This is Episode 11: Thor Ragnarok and Spider-Man: No Way Home.
Topics of Discussion
Forgotten Man of Adrian Toomes vs. Elite of Tony Stark
There is something super relatable about Adrian Toomes, aka the Vulture, in Spider-Man: Homecoming.
Imagine having your job taken away by a secret service that worked with the government, without any remuneration. If I recall, the only thing that they were offered were a jail sentence if they refused to comply, and only to have some cocky SHIELD employee give a glib remark like "don't overextend yourself"
According to Ryan Smith:
“Toomes clearly embodies the “white working-class voter” the media has obsessed over ever since the 2016 election—the alienated blue-collar middle-aged white guy we’re told voted for Trump due to economic anxiety, racism, sexism, xenophobia, or some combination of all those attributes. To its credit, Homecoming isn’t interested in a one-dimensional depiction of Toomes…He’s selfish but lives by a complicated code of honor.
The nuance is surprising considering that the bad guys in Marvel movies don’t feel like real people but rather a lot of unrelatable adolescent fantasies come to life: powerful robots, aliens, or garishly dressed Nordic gods.”

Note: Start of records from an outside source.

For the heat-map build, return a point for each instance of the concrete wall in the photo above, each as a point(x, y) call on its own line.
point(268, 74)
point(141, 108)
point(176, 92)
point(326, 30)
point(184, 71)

The “so-called American Dream? It’s a cultural lie, a convenient one we’re told so that we blame ourselves for our own place in a codified class system. Toomes knows this, and as the Vulture he hungrily strips some of the flesh off the rotting corpse of capitalism for himself and his loved ones. When the broken system works in favor of the rich instead of the little guy, why not pilfer a little piece of the wreckage to help support your family?”
https://chicagoreader.com/blogs/the-secret-politics-of-spider-man-homecoming/
Premise of Discussion
Let us answer that question: When the broken system works in favor of the rich instead of the little guy, why not pilfer a little piece of the wreckage to help support your family?